Le metteur en scène Geoffrey Gaquère aborde le nouveau texte de Fanny Britt, Hôtel Pacifique, dans un registre plus intimiste que dénonciateur.

Avec cette pièce qui mélange, sur fond de visite présidentielle, les destins de trois couples au bord du précipice, le tout nouveau Théâtre Debout voulait crier son engagement. Le spectacle contient bien sûr des traces de colère, mais propose plutôt une réflexion intimiste sur les difficultés de la vie à deux, et ce, dans une langue bien moins incisive que ne le faisait Couche avec moi (c’est l’hiver), une précédente pièce de Fanny Britt. Hôtel Pacifique est loin d’être aussi virulent que souhaité, mais ce n’est peut-être pas plus mal, car il s’y déploie quand même beaucoup de sens.

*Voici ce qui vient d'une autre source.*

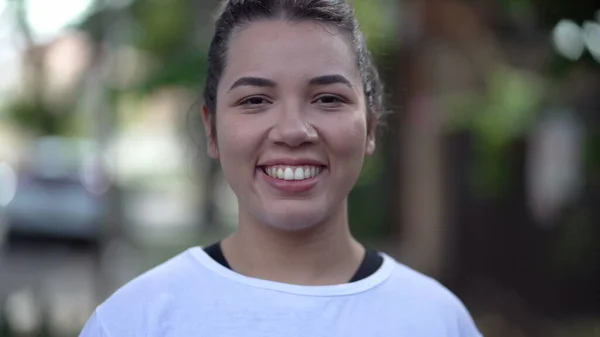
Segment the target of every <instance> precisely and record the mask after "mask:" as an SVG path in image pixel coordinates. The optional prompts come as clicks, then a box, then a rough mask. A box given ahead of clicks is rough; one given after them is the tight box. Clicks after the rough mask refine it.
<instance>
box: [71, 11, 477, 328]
mask: <svg viewBox="0 0 600 337" xmlns="http://www.w3.org/2000/svg"><path fill="white" fill-rule="evenodd" d="M381 91H382V89H381V84H380V82H379V78H378V75H377V71H376V69H375V68H374V66H373V64H372V60H371V57H370V55H369V52H368V50H367V48H366V45H365V41H364V39H363V37H362V35H361V32H360V31H359V29H358V24H357V22H356V19H355V17H354V14H353V11H352V8H351V7H350V5H349V4H348V3H347V2H346V1H345V0H230V1H227V2H226V3H225V5H224V7H223V10H222V12H221V14H220V16H219V18H218V20H217V22H216V31H215V35H214V37H213V40H212V43H211V45H210V50H209V69H208V77H207V80H206V87H205V92H204V99H205V104H204V106H203V116H204V124H205V128H206V133H207V135H208V142H209V145H208V152H209V154H210V155H211V156H212V157H213V158H215V159H218V160H220V162H221V166H222V168H223V172H224V175H225V178H226V179H227V181H228V183H229V184H230V186H231V188H232V189H233V191H234V192H235V194H236V196H237V198H238V204H239V223H238V228H237V230H236V232H235V233H234V234H232V235H231V236H229V237H227V238H225V239H224V240H222V241H221V242H218V243H216V244H214V245H212V246H209V247H203V248H202V247H194V248H191V249H189V250H187V251H185V252H184V253H182V254H180V255H178V256H176V257H174V258H173V259H171V260H169V261H167V262H165V263H164V264H162V265H160V266H158V267H156V268H154V269H152V270H151V271H149V272H147V273H145V274H144V275H142V276H140V277H138V278H136V279H135V280H133V281H131V282H130V283H129V284H127V285H126V286H124V287H123V288H121V289H120V290H118V291H117V292H116V293H115V294H114V295H113V296H111V297H110V298H109V299H108V300H107V301H106V302H104V303H103V304H101V305H100V306H99V307H98V308H97V310H96V311H95V312H94V314H93V315H92V317H91V318H90V319H89V321H88V323H87V324H86V326H85V328H84V329H83V331H82V333H81V336H84V337H88V336H106V337H108V336H110V337H125V336H127V337H134V336H157V337H158V336H177V337H183V336H211V337H213V336H228V337H229V336H244V337H246V336H248V337H253V336H286V337H288V336H292V337H293V336H298V337H300V336H302V337H304V336H310V337H315V336H327V337H330V336H340V337H342V336H343V337H351V336H384V337H386V336H390V337H392V336H393V337H398V336H407V337H420V336H435V337H441V336H456V337H458V336H461V337H476V336H481V335H480V334H479V332H478V331H477V328H476V327H475V325H474V323H473V321H472V319H471V317H470V315H469V313H468V312H467V310H466V309H465V307H464V306H463V305H462V303H461V302H460V301H459V300H458V299H457V298H456V297H455V296H454V295H453V294H451V293H450V292H449V291H448V290H447V289H445V288H444V287H442V286H441V285H440V284H439V283H437V282H436V281H434V280H432V279H431V278H428V277H426V276H424V275H422V274H419V273H417V272H416V271H413V270H411V269H409V268H407V267H406V266H403V265H402V264H400V263H398V262H396V261H394V260H393V259H392V258H391V257H389V256H387V255H385V254H383V253H379V252H376V251H373V250H368V249H365V248H364V247H363V246H362V245H361V244H360V243H359V242H357V241H356V240H355V239H354V238H353V237H352V235H351V233H350V231H349V228H348V218H347V202H346V200H347V197H348V193H349V192H350V190H351V189H352V187H353V186H354V184H355V183H356V180H357V179H358V176H359V173H360V171H361V168H362V165H363V160H364V157H365V156H368V155H371V154H372V153H373V151H374V150H375V133H376V128H377V125H378V121H379V119H380V117H381V115H382V111H383V107H382V98H381V94H382V93H381Z"/></svg>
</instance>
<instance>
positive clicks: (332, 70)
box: [222, 20, 360, 85]
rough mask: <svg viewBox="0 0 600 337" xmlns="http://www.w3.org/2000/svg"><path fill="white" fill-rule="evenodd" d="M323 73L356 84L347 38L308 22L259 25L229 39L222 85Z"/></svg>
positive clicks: (248, 28)
mask: <svg viewBox="0 0 600 337" xmlns="http://www.w3.org/2000/svg"><path fill="white" fill-rule="evenodd" d="M326 73H337V74H341V75H343V76H345V77H347V78H349V79H350V80H351V81H357V80H359V78H360V75H359V72H358V67H357V63H356V58H355V54H354V51H353V48H352V44H351V43H350V39H349V37H348V36H347V34H345V33H343V32H341V31H339V30H338V31H336V30H334V29H331V27H330V26H325V25H323V24H319V23H316V22H311V21H306V22H286V21H281V20H271V21H258V22H253V23H251V24H249V25H247V26H245V27H244V29H242V30H240V31H239V32H237V33H236V34H235V36H232V39H231V40H230V43H229V48H228V52H227V65H226V67H225V71H224V73H223V77H222V82H223V83H222V84H223V85H228V84H231V83H227V82H232V81H235V80H236V78H237V77H239V76H262V77H269V78H288V79H298V80H301V79H308V78H314V77H316V76H321V75H323V74H326Z"/></svg>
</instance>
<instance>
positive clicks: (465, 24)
mask: <svg viewBox="0 0 600 337" xmlns="http://www.w3.org/2000/svg"><path fill="white" fill-rule="evenodd" d="M354 5H355V7H356V11H357V15H358V17H359V21H360V22H361V24H362V28H363V30H364V32H365V34H366V36H367V39H368V42H369V45H370V48H371V49H372V51H373V53H374V56H375V58H376V60H377V63H378V65H379V68H380V72H381V74H382V75H383V77H384V80H385V83H386V85H387V96H388V104H389V108H390V110H391V111H392V112H393V113H392V114H390V115H389V118H388V120H387V125H386V127H385V130H384V131H383V132H382V134H381V137H380V140H379V145H378V152H377V154H376V156H375V157H373V158H371V159H370V160H368V162H367V163H366V166H365V169H364V172H363V175H362V176H361V178H360V181H359V183H358V185H357V187H356V188H355V189H354V191H353V192H352V195H351V198H350V213H351V214H350V218H351V221H352V224H351V225H352V228H353V231H354V233H355V234H356V236H357V237H358V238H359V239H361V240H363V241H364V242H366V243H368V244H370V245H372V246H375V247H377V248H379V249H381V250H383V251H385V252H387V253H388V254H390V255H392V256H394V257H396V258H397V259H399V260H400V261H402V262H404V263H406V264H407V265H409V266H412V267H413V268H416V269H418V270H420V271H422V272H424V273H426V274H428V275H431V276H433V277H435V278H436V279H438V280H440V281H441V282H442V283H443V284H445V285H446V286H448V287H449V288H450V289H451V290H452V291H454V292H455V293H456V294H457V295H458V296H459V297H460V298H461V299H462V300H463V301H464V302H465V304H466V305H467V307H468V308H469V310H471V312H472V314H473V316H474V318H475V320H476V322H477V324H478V326H479V328H480V330H481V331H482V332H483V333H484V335H485V336H486V337H496V336H511V337H521V336H523V337H525V336H544V337H547V336H556V337H561V336H569V337H579V336H582V337H583V336H600V4H599V3H597V2H594V1H573V0H552V1H544V0H495V1H492V0H368V1H367V0H355V1H354ZM216 7H217V1H216V0H55V1H48V0H0V336H2V337H5V336H6V337H8V336H11V337H12V336H53V337H54V336H61V337H68V336H77V334H78V332H79V330H80V329H81V327H82V326H83V324H84V323H85V321H86V319H87V318H88V316H89V315H90V314H91V312H92V311H93V309H94V307H95V306H96V305H97V304H98V303H99V302H101V301H103V300H104V299H105V298H106V297H107V296H108V295H109V294H110V293H112V292H113V291H114V290H115V289H117V288H118V287H120V286H122V285H123V284H124V283H125V282H127V281H128V280H130V279H132V278H133V277H135V276H137V275H139V274H140V273H142V272H143V271H145V270H147V269H149V268H151V267H152V266H155V265H157V264H159V263H161V262H163V261H165V260H166V259H168V258H169V257H171V256H173V255H175V254H177V253H179V252H181V251H182V250H184V249H185V248H186V247H189V246H192V245H204V244H208V243H211V242H213V241H215V240H218V239H219V238H221V237H223V236H224V235H226V234H227V233H229V232H230V231H232V230H233V229H234V228H235V222H236V216H237V214H236V211H237V209H236V207H237V206H236V200H235V197H234V196H233V195H232V193H231V191H230V190H229V188H228V186H227V184H226V183H225V182H224V181H223V179H222V177H221V174H220V171H219V170H220V169H219V166H218V163H216V162H214V161H210V160H208V159H207V158H206V157H205V154H204V148H205V145H204V135H203V133H202V132H203V130H202V124H201V116H200V104H201V103H202V102H201V100H200V98H201V91H202V85H203V78H204V73H205V69H206V51H207V47H208V43H209V40H210V37H211V30H212V18H213V17H214V12H215V9H216Z"/></svg>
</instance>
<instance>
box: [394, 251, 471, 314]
mask: <svg viewBox="0 0 600 337" xmlns="http://www.w3.org/2000/svg"><path fill="white" fill-rule="evenodd" d="M394 262H395V266H394V270H393V272H392V273H391V275H390V277H389V278H388V280H387V282H386V287H385V291H386V293H387V294H386V295H387V296H388V297H395V298H396V299H398V301H397V303H410V305H411V310H413V312H419V311H420V312H422V313H428V316H429V317H430V318H431V316H432V315H434V314H436V315H437V316H438V317H440V318H441V319H444V320H451V321H454V322H458V324H459V325H464V326H473V322H472V317H471V315H470V313H469V311H468V309H467V308H466V306H465V305H464V303H463V301H462V300H461V299H460V298H459V297H458V296H457V295H456V294H455V293H453V292H452V291H451V290H450V289H448V288H447V287H446V286H444V285H443V284H442V283H441V282H440V281H438V280H437V279H435V278H433V277H431V276H429V275H426V274H424V273H422V272H420V271H417V270H415V269H413V268H411V267H409V266H407V265H405V264H402V263H400V262H397V261H394Z"/></svg>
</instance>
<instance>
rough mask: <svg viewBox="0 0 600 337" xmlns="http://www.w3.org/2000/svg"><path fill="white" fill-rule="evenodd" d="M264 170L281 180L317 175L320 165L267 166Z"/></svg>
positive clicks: (269, 175) (268, 173)
mask: <svg viewBox="0 0 600 337" xmlns="http://www.w3.org/2000/svg"><path fill="white" fill-rule="evenodd" d="M264 171H265V173H266V174H267V175H269V176H271V177H273V178H277V179H282V180H304V179H309V178H312V177H315V176H317V175H318V174H319V173H321V167H317V166H280V165H276V166H269V167H265V168H264Z"/></svg>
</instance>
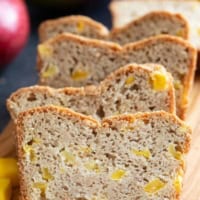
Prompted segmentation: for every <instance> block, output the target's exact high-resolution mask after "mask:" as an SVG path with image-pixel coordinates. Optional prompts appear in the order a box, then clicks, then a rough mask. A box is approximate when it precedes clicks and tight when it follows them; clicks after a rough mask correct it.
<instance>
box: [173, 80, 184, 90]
mask: <svg viewBox="0 0 200 200" xmlns="http://www.w3.org/2000/svg"><path fill="white" fill-rule="evenodd" d="M182 87H183V85H182V84H181V82H180V81H179V80H176V81H174V88H175V89H176V90H180V89H181V88H182Z"/></svg>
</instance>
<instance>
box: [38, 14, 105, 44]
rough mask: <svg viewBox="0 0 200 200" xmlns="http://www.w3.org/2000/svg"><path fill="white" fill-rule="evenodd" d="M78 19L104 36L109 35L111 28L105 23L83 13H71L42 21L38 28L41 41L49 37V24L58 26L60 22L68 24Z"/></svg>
mask: <svg viewBox="0 0 200 200" xmlns="http://www.w3.org/2000/svg"><path fill="white" fill-rule="evenodd" d="M78 21H81V22H83V23H84V24H85V25H86V26H87V25H88V26H90V27H92V28H94V29H95V30H96V32H99V35H100V36H102V38H103V37H107V35H108V34H109V30H108V29H107V28H106V27H105V26H104V25H103V24H101V23H99V22H97V21H95V20H93V19H91V18H89V17H86V16H83V15H71V16H67V17H60V18H58V19H52V20H47V21H44V22H42V23H41V24H40V26H39V29H38V33H39V38H40V42H44V41H45V40H46V38H47V36H46V35H45V31H44V30H45V29H46V27H47V26H57V25H58V24H68V23H69V22H70V23H71V22H78Z"/></svg>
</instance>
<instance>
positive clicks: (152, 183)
mask: <svg viewBox="0 0 200 200" xmlns="http://www.w3.org/2000/svg"><path fill="white" fill-rule="evenodd" d="M165 185H166V183H164V182H163V181H161V180H160V179H158V178H157V179H155V180H153V181H151V182H149V183H147V184H146V185H145V186H144V191H145V192H147V193H151V194H153V193H156V192H158V191H159V190H161V189H162V188H163V187H165Z"/></svg>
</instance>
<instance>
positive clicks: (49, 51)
mask: <svg viewBox="0 0 200 200" xmlns="http://www.w3.org/2000/svg"><path fill="white" fill-rule="evenodd" d="M38 52H39V54H40V55H41V56H42V57H47V58H48V57H51V56H52V54H53V49H52V47H51V46H49V45H46V44H40V45H39V46H38Z"/></svg>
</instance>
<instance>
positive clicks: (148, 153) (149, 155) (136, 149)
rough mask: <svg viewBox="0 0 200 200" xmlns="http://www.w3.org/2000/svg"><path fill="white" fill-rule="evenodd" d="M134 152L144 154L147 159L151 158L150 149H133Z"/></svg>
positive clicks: (139, 154) (132, 151) (136, 154)
mask: <svg viewBox="0 0 200 200" xmlns="http://www.w3.org/2000/svg"><path fill="white" fill-rule="evenodd" d="M132 153H133V154H135V155H136V156H143V157H145V158H147V159H149V158H150V157H151V152H150V151H149V150H148V149H147V150H137V149H133V150H132Z"/></svg>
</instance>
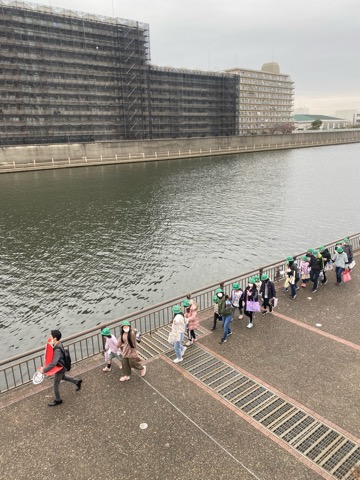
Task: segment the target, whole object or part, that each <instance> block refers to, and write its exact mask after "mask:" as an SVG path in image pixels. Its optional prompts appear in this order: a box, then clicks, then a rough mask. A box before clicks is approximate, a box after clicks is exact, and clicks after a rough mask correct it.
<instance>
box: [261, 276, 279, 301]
mask: <svg viewBox="0 0 360 480" xmlns="http://www.w3.org/2000/svg"><path fill="white" fill-rule="evenodd" d="M266 285H267V287H268V296H267V298H268V299H269V300H270V298H274V297H276V289H275V285H274V283H273V282H272V281H271V280H266V282H262V284H261V287H260V293H261V296H262V298H265V286H266Z"/></svg>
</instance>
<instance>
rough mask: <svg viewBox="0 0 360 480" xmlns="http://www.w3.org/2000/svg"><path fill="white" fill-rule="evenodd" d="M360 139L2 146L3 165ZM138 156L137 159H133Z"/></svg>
mask: <svg viewBox="0 0 360 480" xmlns="http://www.w3.org/2000/svg"><path fill="white" fill-rule="evenodd" d="M351 142H360V129H359V130H356V129H351V130H337V131H332V132H311V133H297V134H287V135H254V136H236V137H207V138H180V139H168V140H142V141H119V142H100V143H77V144H63V145H31V146H16V147H13V146H9V147H1V149H0V165H1V164H2V165H3V166H4V164H8V165H9V164H15V165H24V164H27V163H33V162H34V161H36V163H49V162H51V161H52V160H53V161H54V162H56V161H61V162H62V161H67V160H68V159H71V160H76V159H79V160H80V159H85V158H86V159H89V160H90V159H100V157H104V158H105V159H106V158H108V159H111V158H112V159H115V157H120V158H119V159H118V160H119V163H120V162H121V157H123V158H125V157H127V159H129V158H132V157H137V158H138V160H139V159H141V156H143V158H144V159H147V160H149V159H150V158H147V157H153V158H152V159H154V157H155V154H156V156H158V157H159V158H164V157H165V156H168V157H175V156H179V157H184V156H195V155H196V156H198V155H199V154H201V152H203V154H204V155H206V154H207V155H209V154H210V153H211V152H212V153H214V154H216V152H218V153H219V152H221V153H222V154H224V153H226V150H229V153H234V151H235V150H236V148H238V149H239V151H244V150H245V149H249V150H251V149H254V150H260V149H263V150H266V149H269V150H271V149H276V148H298V147H305V146H313V145H331V144H342V143H351ZM134 160H135V159H134Z"/></svg>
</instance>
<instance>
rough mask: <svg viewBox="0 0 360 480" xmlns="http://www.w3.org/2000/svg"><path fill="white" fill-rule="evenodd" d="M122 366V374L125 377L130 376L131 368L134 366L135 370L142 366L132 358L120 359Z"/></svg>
mask: <svg viewBox="0 0 360 480" xmlns="http://www.w3.org/2000/svg"><path fill="white" fill-rule="evenodd" d="M121 363H122V366H123V374H124V376H125V377H130V376H131V369H132V368H135V370H143V369H144V367H143V366H142V365H141V363H140V362H138V361H137V360H135V359H134V358H123V359H122V360H121Z"/></svg>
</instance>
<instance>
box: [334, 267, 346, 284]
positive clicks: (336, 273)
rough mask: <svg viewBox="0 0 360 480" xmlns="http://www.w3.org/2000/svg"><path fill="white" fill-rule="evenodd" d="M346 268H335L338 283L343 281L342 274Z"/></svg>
mask: <svg viewBox="0 0 360 480" xmlns="http://www.w3.org/2000/svg"><path fill="white" fill-rule="evenodd" d="M344 270H345V268H342V267H336V269H335V271H336V281H337V282H338V283H341V282H342V278H341V274H342V272H343V271H344Z"/></svg>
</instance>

Il y a Claire (Monique Spaziani) et Paul (Benoît Dagenais), le vieux couple portant en lui le poids des années. Ici, Britt met de l’avant les ressorts psychologiques: blessures du passé, espoirs et résignations tranquilles se bousculent – des nuances particulièrement bien rendues par Spaziani. Il y a aussi Rachel (Johanne Haberlin) et Lou (Patrick Hivon), le couple impossible. Elle veut vivre l’engagement et se fondre à l’univers de son homme; il cherche à retrouver la foi. Hivon compose ici un juif loubavitch taciturne et triste, aussi crédible que touchant. Et puis il y a Max (François Bernier, en ado attardé peu subtil) et Mia (Madeleine Péloquin, très juste), le jeune couple aux rêves hollywoodiens. C’est par eux que la critique sociale s’articule le mieux: ils sont le portrait désespérant d’une génération surmédiatisée.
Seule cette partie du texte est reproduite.